Jean-Louis Garnell
Anne Bertrand, 2004
I. Chez Jean-Louis Garnell, tout commence avec les Désordres de la fin des années 1980. Ces images montrent, en l’état, les intérieurs contemporains d’hommes et de femmes ordinaires, tels qu’ils y vivent, dans un chaos d’objets d’usage, de mobilier et vêtements, nourriture, produits de consommation, avant tout rangement. Anarchie familière dont on sait l’envahissement, spectacle que nous connaissons tous, mais d’habitude gardons pour nous, cachons aux yeux d’autrui, n’exposons pas, qui nous regarde seuls. Ces Désordres, apocalypses domestiques jour après jour résorbées, secrètes, nous rattrapaient. Quelle en était l’intention ? Je ne sais. Montrer cela, qui ne l’avait pas encore été. Choisir de ne pas offrir du quotidien une image policée, mais plutôt le contraire de l’idéal luxe, calme et volupté. Pourtant, sans mise en scène, chaque photographie révélait une composition magistrale, et avec elle une beauté nouvelle. Les Désordres contenaient tout en réserve.

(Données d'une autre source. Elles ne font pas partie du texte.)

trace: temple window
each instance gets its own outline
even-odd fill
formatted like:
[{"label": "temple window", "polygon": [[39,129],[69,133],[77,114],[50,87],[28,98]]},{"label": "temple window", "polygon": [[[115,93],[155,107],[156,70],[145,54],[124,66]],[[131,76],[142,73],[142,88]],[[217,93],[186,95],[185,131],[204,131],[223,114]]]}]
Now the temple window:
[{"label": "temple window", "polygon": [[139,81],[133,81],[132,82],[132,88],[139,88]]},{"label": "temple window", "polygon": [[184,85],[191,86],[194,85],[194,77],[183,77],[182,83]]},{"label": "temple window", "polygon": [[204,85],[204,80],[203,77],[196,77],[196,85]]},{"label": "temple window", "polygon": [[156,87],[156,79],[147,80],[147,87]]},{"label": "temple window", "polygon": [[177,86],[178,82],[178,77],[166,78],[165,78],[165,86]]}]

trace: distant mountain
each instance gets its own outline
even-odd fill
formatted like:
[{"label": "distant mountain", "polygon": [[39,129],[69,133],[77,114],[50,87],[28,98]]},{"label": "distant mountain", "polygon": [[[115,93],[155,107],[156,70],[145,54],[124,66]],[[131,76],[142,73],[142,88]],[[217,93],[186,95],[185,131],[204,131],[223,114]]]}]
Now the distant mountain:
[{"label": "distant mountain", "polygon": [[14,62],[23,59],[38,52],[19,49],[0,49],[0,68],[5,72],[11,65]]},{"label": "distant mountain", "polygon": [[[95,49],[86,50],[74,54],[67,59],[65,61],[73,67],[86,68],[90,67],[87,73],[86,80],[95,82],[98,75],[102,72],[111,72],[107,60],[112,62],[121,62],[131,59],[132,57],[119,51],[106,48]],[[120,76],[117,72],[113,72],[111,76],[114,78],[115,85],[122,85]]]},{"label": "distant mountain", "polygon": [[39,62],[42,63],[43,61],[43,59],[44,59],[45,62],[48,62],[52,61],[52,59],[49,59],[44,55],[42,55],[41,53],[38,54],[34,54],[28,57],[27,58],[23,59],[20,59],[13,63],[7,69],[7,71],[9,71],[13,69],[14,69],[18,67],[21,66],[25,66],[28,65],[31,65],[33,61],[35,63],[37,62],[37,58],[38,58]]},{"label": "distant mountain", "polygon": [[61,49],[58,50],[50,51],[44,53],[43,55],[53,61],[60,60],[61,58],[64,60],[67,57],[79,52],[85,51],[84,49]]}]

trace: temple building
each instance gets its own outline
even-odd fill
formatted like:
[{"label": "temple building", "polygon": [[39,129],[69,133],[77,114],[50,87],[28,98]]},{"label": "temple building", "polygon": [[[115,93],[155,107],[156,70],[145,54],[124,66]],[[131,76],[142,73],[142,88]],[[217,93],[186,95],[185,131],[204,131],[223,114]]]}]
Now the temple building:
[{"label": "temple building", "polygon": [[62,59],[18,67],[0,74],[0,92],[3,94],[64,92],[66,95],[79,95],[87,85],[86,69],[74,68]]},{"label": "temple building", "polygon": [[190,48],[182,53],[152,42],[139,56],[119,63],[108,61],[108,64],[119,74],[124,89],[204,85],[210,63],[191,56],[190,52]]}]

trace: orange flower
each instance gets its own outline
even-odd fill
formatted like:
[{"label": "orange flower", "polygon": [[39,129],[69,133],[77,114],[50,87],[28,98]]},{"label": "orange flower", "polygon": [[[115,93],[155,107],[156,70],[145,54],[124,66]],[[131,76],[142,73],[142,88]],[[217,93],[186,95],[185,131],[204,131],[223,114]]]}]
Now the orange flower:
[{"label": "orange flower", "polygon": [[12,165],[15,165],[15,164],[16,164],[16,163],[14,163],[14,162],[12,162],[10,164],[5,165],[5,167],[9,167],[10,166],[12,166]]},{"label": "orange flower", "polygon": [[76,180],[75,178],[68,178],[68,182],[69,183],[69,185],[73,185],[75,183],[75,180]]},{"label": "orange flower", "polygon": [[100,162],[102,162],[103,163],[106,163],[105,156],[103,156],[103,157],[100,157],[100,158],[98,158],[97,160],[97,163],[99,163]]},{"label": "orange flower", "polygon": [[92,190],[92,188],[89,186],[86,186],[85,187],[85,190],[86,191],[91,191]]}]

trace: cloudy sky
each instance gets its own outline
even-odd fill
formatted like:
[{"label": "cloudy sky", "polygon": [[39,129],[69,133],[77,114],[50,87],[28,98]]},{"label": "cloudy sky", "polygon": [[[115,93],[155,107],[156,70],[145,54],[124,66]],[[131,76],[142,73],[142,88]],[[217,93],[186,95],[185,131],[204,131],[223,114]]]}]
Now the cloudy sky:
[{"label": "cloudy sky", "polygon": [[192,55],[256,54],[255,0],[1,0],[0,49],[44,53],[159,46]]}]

II. À l’exception de commandes institutionnelles de paysages, pour la Mission photographique de la DATAR (1985-1986) ou la Mission Transmanche (1988), puis pour les villes de Fos-sur-Mer, en Italie de Porto Marghera, ou Bordeaux, pendant les années 1990, la plupart des images de Jean-Louis Garnell ont été prises chez lui ou dans son environnement proche. Je le sais pour y être venue, des années durant, plus ou moins régulièrement, il le dit lui-même d’ailleurs : tout vient de là. Ayant fréquenté l’appartement-atelier qu’il partage avec sa compagne et leurs enfants, je l’ai vu évoluer avec le temps, l’arrivée du second fils, tous deux grandissent, le développement du travail, l’encombrement croissant d’une superficie qui reste la même, les solutions d’aménagement, les œuvres au mur, qui changent, les plantes, la bibliothèque s’est remplie, le bureau organisé, qui donne autrement sur l’arbre, en contrebas, et sur le ciel. L’entrée, le séjour, la cuisine ; une table, un fauteuil, des lampes ; le stockage des pièces dans un bout de couloir. Chaque détail participe de cet univers personnel d’un artiste qui l’utilise dans son processus de création. Sans vouloir qu’on s’y arrête, qu’on s’y trompe.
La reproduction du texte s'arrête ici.